After successfully testing the software, it is then released to the customer in the fourth stage. However, if the customer finds any problems with the software, then the development team takes the customer’s feedback for another iteration of the development cycle. Then the whole development process takes place again, with the four stages, to improve the software and then it is released again, with another version number. Once again the customer’s feedback is taken, and if any improvements are required then the development cycle goes into the iteration stage again and the cycle keeps continuing until the software reaches maturity (a stable software). This type of development cycle could take an indefinite amount of time and causes delays in software development. That’s why using DevOps can make the development cycle quicker and more effective.

With DevOps, the development team communicates with the operations team and does not deal with the customers. In DevOps, only small chunks of code are continuously coded and tested, which prevents any bottlenecks or delays in delivering the code. DevOps provides continuous delivery and integration of the code. This is why it is better than agile software development.

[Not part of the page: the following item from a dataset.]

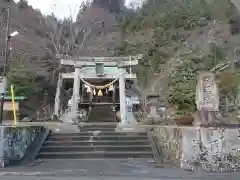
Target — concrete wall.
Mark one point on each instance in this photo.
(14, 141)
(213, 149)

As DevOps has many benefits over agile software development, many software companies are resorting to the DevOps culture. Because it provides continuous delivery and integration, DevOps can help software products and services to reach maturity in a very short period of time. DevOps is mainly suitable for the development of cloud computing products and services, because it needs collaboration between the development team and the IT operations team. As there is a growing demand for cloud computing products and services, DevOps is the right choice for most software companies and has a great future.